Erfolg durch bedingungslose Nutzerorientierung
Welche User-Experience-Trends werden dieses Jahr bestimmen? Firmen, wie Amazon, Google, Facebook und Apple zeigen, wie erfolgreich man sein kann, indem man bedingungslos kundenorientiert ist. In Telefoninterviews mit Produktmanagern, Agentur-Geschäftsführern, Designern und Professoren in Deutschland und den USA habe ich versucht, die Trends der UX-Experten aufzuspüren. Werfen wir einen Blick in die Glaskugel.
1. Inhouse-UX-Teams
Usability und User Experience sind keine Exotenthemen mehr. Die Ausbildung an den Universitäten wird immer besser, es gibt eine Explosion an Design-, Feedback- und Testing-Tools, wodurch jedes Unternehmen einfach UX-Methoden einsetzen kann. UX wird von immer mehr Firmen als wichtiger Wettbewerbsfaktor erkannt.
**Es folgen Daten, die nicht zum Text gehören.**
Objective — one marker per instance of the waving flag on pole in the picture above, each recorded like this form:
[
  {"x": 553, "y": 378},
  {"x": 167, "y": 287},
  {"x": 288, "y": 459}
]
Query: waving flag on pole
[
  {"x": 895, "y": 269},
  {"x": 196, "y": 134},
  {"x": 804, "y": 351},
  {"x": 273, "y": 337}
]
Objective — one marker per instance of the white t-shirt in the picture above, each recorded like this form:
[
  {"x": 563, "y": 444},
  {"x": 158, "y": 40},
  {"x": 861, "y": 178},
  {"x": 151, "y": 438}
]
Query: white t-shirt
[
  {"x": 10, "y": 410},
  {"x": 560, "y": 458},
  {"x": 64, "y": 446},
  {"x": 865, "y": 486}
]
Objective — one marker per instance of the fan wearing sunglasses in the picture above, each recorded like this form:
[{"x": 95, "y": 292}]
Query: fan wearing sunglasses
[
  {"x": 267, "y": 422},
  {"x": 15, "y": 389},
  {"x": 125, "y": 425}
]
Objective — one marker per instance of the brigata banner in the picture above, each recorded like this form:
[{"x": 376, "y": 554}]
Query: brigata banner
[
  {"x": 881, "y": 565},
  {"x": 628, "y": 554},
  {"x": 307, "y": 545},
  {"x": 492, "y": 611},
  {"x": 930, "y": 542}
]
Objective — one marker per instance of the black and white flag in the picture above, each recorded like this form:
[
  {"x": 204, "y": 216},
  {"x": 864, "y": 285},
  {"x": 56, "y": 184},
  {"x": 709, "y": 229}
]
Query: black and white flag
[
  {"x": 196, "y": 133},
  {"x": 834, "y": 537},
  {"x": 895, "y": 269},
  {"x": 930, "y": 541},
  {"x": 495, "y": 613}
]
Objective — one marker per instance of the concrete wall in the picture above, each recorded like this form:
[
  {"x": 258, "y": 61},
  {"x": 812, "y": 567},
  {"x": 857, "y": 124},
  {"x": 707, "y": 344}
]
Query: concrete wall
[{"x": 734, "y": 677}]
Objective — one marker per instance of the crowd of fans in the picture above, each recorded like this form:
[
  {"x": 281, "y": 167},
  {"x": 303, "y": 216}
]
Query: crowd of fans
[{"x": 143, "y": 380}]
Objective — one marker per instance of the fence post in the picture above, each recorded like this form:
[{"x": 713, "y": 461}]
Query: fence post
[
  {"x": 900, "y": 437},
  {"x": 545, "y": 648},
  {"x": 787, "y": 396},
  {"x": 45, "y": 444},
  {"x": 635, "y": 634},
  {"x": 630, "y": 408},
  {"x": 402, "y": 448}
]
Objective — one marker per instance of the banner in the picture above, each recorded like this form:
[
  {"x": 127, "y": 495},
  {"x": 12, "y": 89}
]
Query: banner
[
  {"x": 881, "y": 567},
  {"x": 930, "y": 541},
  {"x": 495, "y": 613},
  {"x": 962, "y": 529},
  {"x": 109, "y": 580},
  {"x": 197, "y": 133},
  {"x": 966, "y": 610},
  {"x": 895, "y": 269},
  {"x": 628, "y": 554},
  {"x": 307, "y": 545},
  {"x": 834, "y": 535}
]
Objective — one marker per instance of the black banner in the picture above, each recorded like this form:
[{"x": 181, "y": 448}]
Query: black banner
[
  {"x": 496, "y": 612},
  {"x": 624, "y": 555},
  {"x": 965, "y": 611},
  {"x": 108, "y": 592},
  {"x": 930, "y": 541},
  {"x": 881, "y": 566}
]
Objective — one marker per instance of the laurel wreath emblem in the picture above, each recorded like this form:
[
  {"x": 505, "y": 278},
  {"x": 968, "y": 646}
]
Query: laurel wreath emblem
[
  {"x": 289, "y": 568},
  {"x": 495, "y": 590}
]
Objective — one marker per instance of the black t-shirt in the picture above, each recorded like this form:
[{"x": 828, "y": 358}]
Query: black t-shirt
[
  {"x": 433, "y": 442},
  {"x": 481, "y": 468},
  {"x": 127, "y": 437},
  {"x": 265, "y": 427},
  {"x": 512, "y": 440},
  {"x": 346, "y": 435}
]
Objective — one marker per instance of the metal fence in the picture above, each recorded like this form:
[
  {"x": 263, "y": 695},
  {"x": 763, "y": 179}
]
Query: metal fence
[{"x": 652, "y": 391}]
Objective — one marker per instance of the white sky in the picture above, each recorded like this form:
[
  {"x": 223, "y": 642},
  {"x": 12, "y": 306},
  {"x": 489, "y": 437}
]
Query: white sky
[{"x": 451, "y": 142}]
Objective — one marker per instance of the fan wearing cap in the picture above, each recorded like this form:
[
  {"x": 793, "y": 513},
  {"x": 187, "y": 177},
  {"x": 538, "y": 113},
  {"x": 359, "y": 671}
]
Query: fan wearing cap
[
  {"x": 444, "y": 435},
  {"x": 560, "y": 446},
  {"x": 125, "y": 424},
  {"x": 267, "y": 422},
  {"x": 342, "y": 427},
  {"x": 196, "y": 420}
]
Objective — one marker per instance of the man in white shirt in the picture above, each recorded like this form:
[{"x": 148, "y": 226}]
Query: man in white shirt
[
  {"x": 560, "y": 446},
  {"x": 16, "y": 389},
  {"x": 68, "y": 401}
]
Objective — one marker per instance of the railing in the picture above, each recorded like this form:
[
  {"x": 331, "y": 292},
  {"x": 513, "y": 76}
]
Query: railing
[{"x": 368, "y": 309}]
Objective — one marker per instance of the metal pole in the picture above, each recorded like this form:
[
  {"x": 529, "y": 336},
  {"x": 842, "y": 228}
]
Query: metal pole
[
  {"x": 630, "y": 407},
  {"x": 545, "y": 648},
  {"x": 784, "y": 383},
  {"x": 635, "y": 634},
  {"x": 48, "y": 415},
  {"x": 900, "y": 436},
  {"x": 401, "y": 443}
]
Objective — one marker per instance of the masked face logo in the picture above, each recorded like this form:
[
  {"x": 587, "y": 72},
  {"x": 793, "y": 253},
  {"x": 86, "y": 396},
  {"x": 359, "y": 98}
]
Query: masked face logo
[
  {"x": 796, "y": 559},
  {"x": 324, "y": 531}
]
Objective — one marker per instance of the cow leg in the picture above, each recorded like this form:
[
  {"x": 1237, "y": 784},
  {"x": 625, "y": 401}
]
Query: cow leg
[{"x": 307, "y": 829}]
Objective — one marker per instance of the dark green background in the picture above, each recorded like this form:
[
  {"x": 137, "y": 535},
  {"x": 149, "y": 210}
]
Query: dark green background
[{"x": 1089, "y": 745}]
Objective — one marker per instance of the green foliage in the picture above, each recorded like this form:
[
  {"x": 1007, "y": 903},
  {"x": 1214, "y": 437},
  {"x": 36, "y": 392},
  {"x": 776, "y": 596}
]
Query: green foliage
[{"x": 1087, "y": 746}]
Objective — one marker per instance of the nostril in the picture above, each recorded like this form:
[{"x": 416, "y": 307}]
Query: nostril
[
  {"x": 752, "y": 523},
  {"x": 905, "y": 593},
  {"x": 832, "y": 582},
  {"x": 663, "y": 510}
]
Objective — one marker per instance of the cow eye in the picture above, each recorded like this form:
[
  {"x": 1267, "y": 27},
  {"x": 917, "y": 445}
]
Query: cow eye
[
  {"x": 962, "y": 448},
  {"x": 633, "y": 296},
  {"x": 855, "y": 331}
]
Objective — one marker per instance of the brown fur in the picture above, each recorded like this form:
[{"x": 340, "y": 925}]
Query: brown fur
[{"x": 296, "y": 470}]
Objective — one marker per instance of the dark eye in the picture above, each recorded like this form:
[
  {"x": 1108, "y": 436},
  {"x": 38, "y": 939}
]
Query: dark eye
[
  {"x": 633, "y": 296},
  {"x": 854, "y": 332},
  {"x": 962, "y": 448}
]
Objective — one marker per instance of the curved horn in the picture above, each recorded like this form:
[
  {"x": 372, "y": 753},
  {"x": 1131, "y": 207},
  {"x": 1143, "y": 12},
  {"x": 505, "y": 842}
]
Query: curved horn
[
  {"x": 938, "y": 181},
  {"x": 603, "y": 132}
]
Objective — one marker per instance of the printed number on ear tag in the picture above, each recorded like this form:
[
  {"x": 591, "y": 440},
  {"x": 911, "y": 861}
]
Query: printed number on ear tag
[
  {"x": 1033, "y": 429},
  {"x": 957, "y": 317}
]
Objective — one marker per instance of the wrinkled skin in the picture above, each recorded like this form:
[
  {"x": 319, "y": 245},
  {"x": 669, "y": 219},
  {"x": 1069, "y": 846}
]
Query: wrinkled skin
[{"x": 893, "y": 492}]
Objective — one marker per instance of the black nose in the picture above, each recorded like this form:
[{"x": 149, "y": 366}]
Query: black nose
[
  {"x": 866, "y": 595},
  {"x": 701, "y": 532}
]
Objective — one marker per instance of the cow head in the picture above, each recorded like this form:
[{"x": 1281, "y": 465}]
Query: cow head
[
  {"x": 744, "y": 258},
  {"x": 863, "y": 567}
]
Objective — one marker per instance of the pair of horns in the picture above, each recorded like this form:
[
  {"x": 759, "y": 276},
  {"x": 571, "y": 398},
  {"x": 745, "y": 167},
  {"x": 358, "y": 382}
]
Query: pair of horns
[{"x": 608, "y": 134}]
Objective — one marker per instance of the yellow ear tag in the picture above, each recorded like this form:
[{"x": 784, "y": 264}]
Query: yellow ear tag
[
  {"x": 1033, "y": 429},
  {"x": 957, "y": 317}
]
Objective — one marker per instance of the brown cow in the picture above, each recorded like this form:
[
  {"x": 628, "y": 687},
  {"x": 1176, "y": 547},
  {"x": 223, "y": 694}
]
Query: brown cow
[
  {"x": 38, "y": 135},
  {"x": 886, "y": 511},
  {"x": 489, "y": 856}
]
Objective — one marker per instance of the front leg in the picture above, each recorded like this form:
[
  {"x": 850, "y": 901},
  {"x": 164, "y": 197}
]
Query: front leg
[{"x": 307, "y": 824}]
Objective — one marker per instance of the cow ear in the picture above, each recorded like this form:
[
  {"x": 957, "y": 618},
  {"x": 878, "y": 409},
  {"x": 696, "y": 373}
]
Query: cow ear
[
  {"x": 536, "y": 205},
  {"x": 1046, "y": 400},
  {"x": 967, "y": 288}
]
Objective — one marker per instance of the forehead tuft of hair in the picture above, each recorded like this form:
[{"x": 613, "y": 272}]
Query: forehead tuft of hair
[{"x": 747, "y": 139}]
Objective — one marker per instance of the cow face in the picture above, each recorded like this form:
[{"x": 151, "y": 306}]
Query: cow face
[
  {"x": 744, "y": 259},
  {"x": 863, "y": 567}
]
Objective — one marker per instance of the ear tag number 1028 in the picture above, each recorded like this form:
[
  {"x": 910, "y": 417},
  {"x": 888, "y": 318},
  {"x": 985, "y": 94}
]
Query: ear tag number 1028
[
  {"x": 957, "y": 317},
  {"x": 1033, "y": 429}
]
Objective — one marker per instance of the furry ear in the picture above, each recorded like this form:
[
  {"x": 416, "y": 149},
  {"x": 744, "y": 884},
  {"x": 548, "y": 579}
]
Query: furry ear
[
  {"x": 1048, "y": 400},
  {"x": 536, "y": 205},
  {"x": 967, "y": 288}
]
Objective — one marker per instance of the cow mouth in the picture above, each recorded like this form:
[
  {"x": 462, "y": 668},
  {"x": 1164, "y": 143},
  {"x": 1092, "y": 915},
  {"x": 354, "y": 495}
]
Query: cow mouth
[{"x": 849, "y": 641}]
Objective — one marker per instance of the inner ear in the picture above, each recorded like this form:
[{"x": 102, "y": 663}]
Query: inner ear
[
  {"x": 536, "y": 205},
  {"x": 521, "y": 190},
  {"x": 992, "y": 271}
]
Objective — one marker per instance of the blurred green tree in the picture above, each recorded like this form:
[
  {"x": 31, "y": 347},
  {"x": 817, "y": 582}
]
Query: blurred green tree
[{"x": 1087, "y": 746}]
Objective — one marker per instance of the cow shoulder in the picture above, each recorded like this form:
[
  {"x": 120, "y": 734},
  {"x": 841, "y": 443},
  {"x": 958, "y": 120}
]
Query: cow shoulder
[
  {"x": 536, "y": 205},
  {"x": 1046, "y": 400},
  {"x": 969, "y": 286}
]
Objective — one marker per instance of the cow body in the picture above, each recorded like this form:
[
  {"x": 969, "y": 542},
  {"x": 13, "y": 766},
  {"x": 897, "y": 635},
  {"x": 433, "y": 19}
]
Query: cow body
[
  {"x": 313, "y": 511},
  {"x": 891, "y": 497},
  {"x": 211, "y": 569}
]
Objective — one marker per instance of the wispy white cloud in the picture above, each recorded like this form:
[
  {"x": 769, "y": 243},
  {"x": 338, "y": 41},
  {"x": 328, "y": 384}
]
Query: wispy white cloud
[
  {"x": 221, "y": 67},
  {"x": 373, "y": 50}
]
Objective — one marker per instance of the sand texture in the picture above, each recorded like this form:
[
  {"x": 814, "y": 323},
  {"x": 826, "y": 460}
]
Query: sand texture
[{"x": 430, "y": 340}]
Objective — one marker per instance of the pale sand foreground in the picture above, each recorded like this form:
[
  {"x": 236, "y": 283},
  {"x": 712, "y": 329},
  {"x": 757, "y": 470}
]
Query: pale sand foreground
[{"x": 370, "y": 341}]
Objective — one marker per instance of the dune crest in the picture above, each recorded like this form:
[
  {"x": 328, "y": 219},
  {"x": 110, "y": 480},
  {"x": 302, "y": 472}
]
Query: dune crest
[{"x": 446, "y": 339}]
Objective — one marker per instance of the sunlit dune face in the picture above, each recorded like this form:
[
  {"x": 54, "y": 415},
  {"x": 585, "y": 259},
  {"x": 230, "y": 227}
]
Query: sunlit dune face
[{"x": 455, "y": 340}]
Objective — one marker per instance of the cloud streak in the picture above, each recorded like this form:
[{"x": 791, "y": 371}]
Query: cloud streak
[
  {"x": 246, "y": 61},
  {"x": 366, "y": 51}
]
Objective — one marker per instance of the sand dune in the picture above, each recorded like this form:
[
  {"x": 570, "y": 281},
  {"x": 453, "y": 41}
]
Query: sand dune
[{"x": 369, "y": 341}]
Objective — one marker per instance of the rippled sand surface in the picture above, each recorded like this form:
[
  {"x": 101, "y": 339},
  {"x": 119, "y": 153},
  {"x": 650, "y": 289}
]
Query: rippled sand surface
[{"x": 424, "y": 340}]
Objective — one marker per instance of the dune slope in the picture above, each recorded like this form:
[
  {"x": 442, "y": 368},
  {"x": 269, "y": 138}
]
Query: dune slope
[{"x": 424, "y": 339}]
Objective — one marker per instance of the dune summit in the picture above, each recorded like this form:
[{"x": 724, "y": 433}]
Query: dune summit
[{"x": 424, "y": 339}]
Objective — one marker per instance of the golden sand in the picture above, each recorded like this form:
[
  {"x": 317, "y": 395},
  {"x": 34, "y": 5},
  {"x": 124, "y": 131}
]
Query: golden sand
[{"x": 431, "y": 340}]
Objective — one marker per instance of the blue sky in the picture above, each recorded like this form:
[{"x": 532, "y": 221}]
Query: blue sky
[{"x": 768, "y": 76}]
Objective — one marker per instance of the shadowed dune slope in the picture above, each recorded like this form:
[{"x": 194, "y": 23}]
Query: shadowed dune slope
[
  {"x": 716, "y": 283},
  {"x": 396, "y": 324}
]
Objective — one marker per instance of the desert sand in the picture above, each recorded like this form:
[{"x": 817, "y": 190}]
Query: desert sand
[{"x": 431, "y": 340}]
Für eine zunehmende Anzahl von Webseitenbetreibern rechnet es sich daher, In-House Kompetenz aufzubauen und UX-ler einzustellen oder gar eine ganz eigene UX-Abteilung aufzubauen, die als Schnittstelle zwischen Produktmanagement, Design und Development fungiert.
2. Conversion-Optimierung und UX
Die Vorgehensweisen von Conversion-Optimierern und UX-lern verschmelzen zunehmend. Während vor ein paar Jahren Conversion-Optimierer qualitative Usability-Tests mitunter als esoterische Weichspülerei brandmarkten, und UX-ler umgekehrt keinen Zugang zu Analytics- und Trackingdaten fanden, nutzen beide die jeweils anderen Methoden nun immer intensiver. Usability-Tests werden systematisch bei der Conversionrate-Optimierung eingesetzt, um gute Testhypothesen zu generieren und um die Bedürfnisse der Nutzer besser zu verstehen. UX-ler nutzen immer mehr quantitative Analytics-Daten, um ihre UX-Verbesserungen zu messen.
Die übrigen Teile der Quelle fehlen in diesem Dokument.